Between new algorithms and IT advances, machines can now learn increasingly complex models. They come to generate high quality synthetic data such as photorealistic images, and even resumes of imaginary humans.
now a study published in the international journal PLoS Genetics shows the advanced use of machine learning on biometric data. From existing biobanks, the system generates entire blocks of human genome that do not belong to real humans but have the characteristics of a real genome.
Bypassing the privacy issue
“Existing genomic databases are an invaluable resource for biomedical research," He says Burak Yelmen, first author of the study and Junior Research Fellow of Modern Population Genetics at the University of Tartu. “The problem is that they are not publicly accessible or protected by long and drawn out enforcement procedures due to valid ethical concerns. This creates a major scientific barrier for researchers. A machine-generated Genome, an “artificial genome”, can help us overcome the problem within a safe ethical framework.”

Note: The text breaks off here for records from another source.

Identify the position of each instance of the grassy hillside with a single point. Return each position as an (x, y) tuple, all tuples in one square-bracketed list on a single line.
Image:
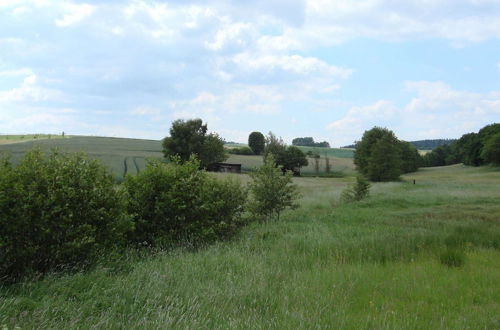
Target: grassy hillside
[(129, 155), (119, 155), (373, 264), (9, 139)]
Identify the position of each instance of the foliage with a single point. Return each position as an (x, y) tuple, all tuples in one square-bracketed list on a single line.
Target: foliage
[(470, 149), (292, 159), (378, 155), (190, 137), (257, 142), (56, 211), (410, 158), (176, 202), (275, 146), (356, 192), (289, 158), (452, 258), (491, 150), (309, 142), (240, 151), (430, 144), (328, 166), (271, 191)]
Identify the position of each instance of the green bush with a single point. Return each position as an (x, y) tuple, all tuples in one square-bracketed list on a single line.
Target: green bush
[(240, 151), (356, 192), (452, 258), (56, 211), (272, 191), (173, 203)]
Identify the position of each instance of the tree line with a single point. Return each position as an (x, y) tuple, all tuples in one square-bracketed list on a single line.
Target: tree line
[(473, 149), (309, 142)]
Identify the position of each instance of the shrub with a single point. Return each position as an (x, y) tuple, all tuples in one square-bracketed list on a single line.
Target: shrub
[(56, 211), (257, 142), (174, 202), (272, 191), (452, 258), (356, 192), (240, 151)]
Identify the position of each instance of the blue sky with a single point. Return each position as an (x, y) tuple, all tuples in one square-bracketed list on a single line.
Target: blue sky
[(327, 69)]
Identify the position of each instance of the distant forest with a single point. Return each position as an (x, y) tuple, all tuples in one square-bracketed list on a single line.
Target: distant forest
[(423, 144), (309, 142)]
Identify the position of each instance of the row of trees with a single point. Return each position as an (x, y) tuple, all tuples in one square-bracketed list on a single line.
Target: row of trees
[(473, 149), (191, 138), (381, 156), (63, 211), (309, 142)]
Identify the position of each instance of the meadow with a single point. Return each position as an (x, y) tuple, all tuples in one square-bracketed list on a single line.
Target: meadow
[(420, 256), (122, 156)]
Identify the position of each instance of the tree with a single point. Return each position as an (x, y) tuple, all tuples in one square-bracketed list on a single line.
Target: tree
[(356, 192), (271, 191), (257, 142), (309, 142), (378, 155), (275, 146), (385, 160), (292, 159), (491, 150), (190, 137), (410, 158)]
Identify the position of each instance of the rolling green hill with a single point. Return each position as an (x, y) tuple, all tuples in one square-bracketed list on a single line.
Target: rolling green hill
[(123, 156), (382, 263)]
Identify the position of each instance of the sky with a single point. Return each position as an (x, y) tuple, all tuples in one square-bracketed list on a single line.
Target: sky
[(328, 69)]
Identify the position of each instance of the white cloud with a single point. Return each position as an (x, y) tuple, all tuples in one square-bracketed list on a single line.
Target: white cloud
[(437, 111), (145, 111), (74, 14)]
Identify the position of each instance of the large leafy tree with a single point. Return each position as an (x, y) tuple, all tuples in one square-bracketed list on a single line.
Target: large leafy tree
[(378, 155), (491, 150), (257, 142), (293, 159), (289, 158), (190, 137)]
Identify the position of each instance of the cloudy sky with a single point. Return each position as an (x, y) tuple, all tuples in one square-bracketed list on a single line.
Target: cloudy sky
[(324, 68)]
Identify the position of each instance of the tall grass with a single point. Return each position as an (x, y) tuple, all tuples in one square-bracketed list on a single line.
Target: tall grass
[(371, 264)]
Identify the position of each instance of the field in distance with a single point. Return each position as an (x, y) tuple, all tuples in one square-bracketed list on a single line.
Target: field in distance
[(9, 139), (410, 256), (124, 156)]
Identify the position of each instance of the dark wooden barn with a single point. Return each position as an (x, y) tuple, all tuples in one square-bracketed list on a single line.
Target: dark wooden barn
[(225, 167)]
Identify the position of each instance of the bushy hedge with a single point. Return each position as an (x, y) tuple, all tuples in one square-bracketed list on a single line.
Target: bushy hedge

The multidisciplinary team performed multiple analyzes to evaluate the quality of the genome generated by machine learning compared to the real one. “Remarkably, this genome mimics the complexities we can observe within real human populations and, for most properties, they are indistinguishable from the other genomes of the biobank used to train our algorithm. Except for one detail: they do not belong to any gene donor,” said the dr. Luca Pagani, one of the study's senior authors and fellow Mobilitas Pluss.

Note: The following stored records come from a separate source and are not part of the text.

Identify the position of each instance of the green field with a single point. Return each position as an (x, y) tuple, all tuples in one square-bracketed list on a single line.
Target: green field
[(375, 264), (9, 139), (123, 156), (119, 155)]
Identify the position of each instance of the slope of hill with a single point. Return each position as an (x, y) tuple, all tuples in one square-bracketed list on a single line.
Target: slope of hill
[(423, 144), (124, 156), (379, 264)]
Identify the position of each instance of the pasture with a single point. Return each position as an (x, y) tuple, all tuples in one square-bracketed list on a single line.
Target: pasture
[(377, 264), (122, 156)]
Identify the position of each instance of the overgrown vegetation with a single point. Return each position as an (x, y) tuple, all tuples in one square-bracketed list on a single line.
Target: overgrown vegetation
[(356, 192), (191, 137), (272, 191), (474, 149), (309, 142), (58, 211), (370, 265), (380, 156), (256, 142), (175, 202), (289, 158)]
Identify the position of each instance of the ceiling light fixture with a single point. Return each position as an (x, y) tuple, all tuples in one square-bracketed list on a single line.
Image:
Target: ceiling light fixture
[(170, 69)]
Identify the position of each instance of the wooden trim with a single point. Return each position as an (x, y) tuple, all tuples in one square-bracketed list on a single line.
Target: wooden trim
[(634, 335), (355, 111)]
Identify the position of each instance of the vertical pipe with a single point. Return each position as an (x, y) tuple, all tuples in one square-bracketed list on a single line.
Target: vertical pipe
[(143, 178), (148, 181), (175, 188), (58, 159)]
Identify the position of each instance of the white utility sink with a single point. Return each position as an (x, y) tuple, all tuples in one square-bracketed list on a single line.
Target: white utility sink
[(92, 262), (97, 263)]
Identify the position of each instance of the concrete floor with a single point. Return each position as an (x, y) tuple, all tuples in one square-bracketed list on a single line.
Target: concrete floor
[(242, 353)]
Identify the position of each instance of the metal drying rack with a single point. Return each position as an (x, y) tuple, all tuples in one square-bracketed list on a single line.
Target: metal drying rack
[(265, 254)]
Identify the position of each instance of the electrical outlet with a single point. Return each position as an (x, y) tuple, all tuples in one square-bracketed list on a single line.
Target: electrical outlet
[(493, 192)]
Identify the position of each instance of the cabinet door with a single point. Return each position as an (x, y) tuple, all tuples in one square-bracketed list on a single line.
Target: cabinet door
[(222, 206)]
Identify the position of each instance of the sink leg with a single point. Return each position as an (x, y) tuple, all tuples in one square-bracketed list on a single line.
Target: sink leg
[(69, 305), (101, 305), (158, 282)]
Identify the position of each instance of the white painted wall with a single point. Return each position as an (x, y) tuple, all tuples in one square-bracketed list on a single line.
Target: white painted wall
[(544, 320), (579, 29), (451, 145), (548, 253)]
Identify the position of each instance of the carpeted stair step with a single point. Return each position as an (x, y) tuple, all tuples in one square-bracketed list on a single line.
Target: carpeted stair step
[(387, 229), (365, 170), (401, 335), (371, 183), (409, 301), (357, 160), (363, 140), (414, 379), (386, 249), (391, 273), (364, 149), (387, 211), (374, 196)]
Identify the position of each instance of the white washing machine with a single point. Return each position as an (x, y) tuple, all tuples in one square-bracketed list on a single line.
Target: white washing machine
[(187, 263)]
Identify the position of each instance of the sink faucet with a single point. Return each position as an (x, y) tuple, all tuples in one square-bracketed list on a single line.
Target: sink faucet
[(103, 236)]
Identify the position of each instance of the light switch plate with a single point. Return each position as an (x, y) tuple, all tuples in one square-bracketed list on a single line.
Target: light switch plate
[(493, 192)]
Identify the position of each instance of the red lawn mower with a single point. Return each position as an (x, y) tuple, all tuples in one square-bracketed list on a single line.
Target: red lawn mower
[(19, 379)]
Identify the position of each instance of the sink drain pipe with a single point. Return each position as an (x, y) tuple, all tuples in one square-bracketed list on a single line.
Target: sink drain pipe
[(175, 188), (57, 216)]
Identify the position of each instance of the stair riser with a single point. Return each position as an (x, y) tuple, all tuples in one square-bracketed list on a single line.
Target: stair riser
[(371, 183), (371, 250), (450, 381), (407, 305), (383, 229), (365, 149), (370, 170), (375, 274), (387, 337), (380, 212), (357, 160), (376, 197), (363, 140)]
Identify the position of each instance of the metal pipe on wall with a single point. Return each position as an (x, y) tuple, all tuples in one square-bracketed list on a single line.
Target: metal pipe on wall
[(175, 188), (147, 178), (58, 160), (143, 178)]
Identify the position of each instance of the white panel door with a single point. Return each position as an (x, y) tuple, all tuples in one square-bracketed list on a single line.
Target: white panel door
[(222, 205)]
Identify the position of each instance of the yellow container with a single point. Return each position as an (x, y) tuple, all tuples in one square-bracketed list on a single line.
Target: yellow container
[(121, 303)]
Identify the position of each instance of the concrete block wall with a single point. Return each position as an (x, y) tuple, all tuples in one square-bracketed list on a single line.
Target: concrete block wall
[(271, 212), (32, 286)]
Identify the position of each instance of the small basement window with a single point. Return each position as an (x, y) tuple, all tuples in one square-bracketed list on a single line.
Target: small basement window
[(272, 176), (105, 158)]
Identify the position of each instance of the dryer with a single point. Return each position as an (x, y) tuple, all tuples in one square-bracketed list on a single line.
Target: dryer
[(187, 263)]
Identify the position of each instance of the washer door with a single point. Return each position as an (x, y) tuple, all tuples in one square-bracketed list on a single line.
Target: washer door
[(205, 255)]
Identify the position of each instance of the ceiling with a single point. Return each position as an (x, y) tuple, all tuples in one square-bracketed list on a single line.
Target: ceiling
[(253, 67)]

A machine-generated Genome, an “artificial genome”, can help us overcome the problem within a safe ethical framework
Burak Yelmen
Is the genome truly original or a "spitted" copy?
The study also involves evaluating the proximity of the artificial genome to the real genome to verify whether the privacy of the original samples is preserved. “While detecting privacy leaks across thousands of genomes might seem like looking for a needle in a haystack, combining multiple statistical measures allows us to carefully check all patterns. Interestingly, detailed exploration of complex dispersion patterns in turn leads to other improvements in the assessment of GAN and will fuel the field of machine learning.” The doctor says it Flora Jay, study coordinator and researcher of the CNRS, French National Center for Scientific Research).
All in all, the machine learning approaches already provided turned, biographies and many other features to a handful of imaginary human beings. We now know more about their biology as well. These fictional humans with realistic genomes could serve as an experimental bench in place of real genomes that are not publicly available.